More recently, in April 1970, to be precise, NASA launched the 13th Apollo moon mission at 13:13 hours Central time. On April 13, an oxygen tank exploded and the mission aborted.
Then there are the dedicated (and bored?) triskaidekaphobes who figured out that serial killers Charles Manson, Jeffrey Dahmer, Theodore Bundy and Jack the Ripper have 13 letters in their name. (As does Wall Street fraudster Bernard Madoff.)
Some say the number 13 suffers from its position after 12, which numerologists consider a complete number, and with positive connotations: 12 months in a year, 12 signs of the zodiac, 12 gods of Olympus, 12 labours of Hercules, 12 tribes of Israel and 12 apostles of Jesus.

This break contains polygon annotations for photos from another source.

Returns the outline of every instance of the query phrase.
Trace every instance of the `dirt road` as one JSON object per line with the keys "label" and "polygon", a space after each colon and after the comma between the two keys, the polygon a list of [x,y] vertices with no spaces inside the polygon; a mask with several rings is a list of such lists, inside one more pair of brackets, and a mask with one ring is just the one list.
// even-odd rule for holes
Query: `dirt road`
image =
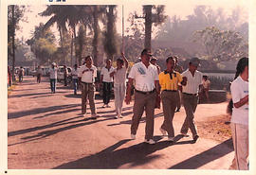
{"label": "dirt road", "polygon": [[[81,115],[80,92],[58,83],[57,93],[50,94],[49,82],[36,83],[27,77],[8,99],[8,166],[17,168],[172,168],[228,169],[233,149],[227,145],[201,136],[195,144],[181,138],[179,129],[184,109],[176,113],[174,125],[176,143],[166,142],[159,127],[162,110],[155,111],[155,145],[143,143],[145,122],[142,119],[136,140],[130,140],[132,104],[124,105],[123,118],[114,119],[112,108],[103,109],[97,97],[101,114],[97,120]],[[199,105],[195,121],[220,115],[226,103]]]}

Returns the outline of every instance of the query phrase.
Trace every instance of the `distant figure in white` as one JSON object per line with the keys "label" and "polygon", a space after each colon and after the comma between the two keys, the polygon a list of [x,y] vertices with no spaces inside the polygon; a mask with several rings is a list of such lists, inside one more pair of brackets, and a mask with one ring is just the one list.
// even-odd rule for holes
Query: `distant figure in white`
{"label": "distant figure in white", "polygon": [[122,104],[126,92],[126,73],[129,63],[123,53],[121,53],[121,58],[117,60],[117,68],[110,73],[110,77],[114,77],[115,107],[117,113],[115,118],[122,117]]}

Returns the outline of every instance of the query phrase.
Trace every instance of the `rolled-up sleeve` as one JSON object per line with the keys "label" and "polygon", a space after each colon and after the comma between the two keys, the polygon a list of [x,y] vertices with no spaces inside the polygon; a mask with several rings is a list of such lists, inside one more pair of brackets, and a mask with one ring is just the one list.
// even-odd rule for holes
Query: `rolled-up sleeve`
{"label": "rolled-up sleeve", "polygon": [[241,99],[241,91],[239,85],[237,83],[231,83],[230,90],[233,103],[239,102]]}
{"label": "rolled-up sleeve", "polygon": [[131,68],[131,71],[130,71],[130,73],[129,73],[128,78],[131,78],[131,79],[135,79],[135,78],[136,78],[136,67],[135,67],[135,66],[133,66],[133,67]]}

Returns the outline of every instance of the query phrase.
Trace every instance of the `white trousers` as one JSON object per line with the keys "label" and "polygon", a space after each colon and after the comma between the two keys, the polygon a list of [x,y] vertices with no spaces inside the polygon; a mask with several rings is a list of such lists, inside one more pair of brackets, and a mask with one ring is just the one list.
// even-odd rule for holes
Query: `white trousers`
{"label": "white trousers", "polygon": [[247,170],[248,126],[231,123],[230,127],[235,156],[229,169]]}
{"label": "white trousers", "polygon": [[119,84],[114,83],[115,107],[117,114],[121,114],[125,92],[126,92],[125,82]]}

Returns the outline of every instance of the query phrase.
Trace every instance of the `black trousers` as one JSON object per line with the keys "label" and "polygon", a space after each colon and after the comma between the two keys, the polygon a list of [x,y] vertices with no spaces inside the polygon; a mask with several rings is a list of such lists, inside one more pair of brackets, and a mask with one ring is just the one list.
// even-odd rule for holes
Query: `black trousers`
{"label": "black trousers", "polygon": [[103,103],[108,104],[111,97],[112,82],[103,82]]}

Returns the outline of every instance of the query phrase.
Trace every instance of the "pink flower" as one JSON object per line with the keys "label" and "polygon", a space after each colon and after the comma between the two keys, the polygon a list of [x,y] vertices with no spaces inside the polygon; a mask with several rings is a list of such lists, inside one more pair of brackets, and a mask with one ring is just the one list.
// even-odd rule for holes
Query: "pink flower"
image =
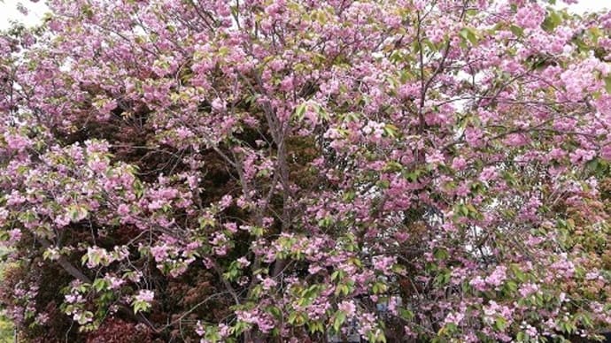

There are many, many competing "pseudohistorical" hypotheses concerning the origin of unlucky 13, none of which has met with widespread academic acceptance, says Gem Newman, founder of the Winnipeg Skeptics.
Once any superstition gets started, he says, a host of "cognitive biases" -- confirmation bias and the bandwagon fallacy chief among them, come into play to convincingly reinforce the beliefs.
"It's worth reminding people that not only is there no evidence that the number 13 is unlucky, there is no plausible mechanism by which certain numbers could be more unlucky than others," Newman says.
Did we mention that Winnipeg's 38-storey condominium complex at 55 Nassau does have a 13th floor, as do the Richardson Building and the Canadian Grain Commission?
Also, Kyle Wellwood, playmaker for the Winnipeg Jets, wears No. 13.
Superstitions get passed down in families and in cultures, Sztaba says, because as with beliefs in general, we tend to pay "selective attention" to the evidence that supports them.
"If I see a black cat walk across the road, I think 'uh-oh,' because I remember my mom said black cats were unlucky," she says. "But if nothing bad happens that day, I'll totally forget about that. But if something bad happens, I will absolutely use that as evidence that the superstition is correct."
The treatment for phobias, Sztaba says, involves replacing superstitious beliefs with ones that are more rational and also exposing oneself to the thing or situation over and over until it no longer triggers fear.
"So you would deliberately go to an elevator that stops at the 13th floor, to the point where you can't deny the confirming evidence that you're still alive and that nothing horrible happened."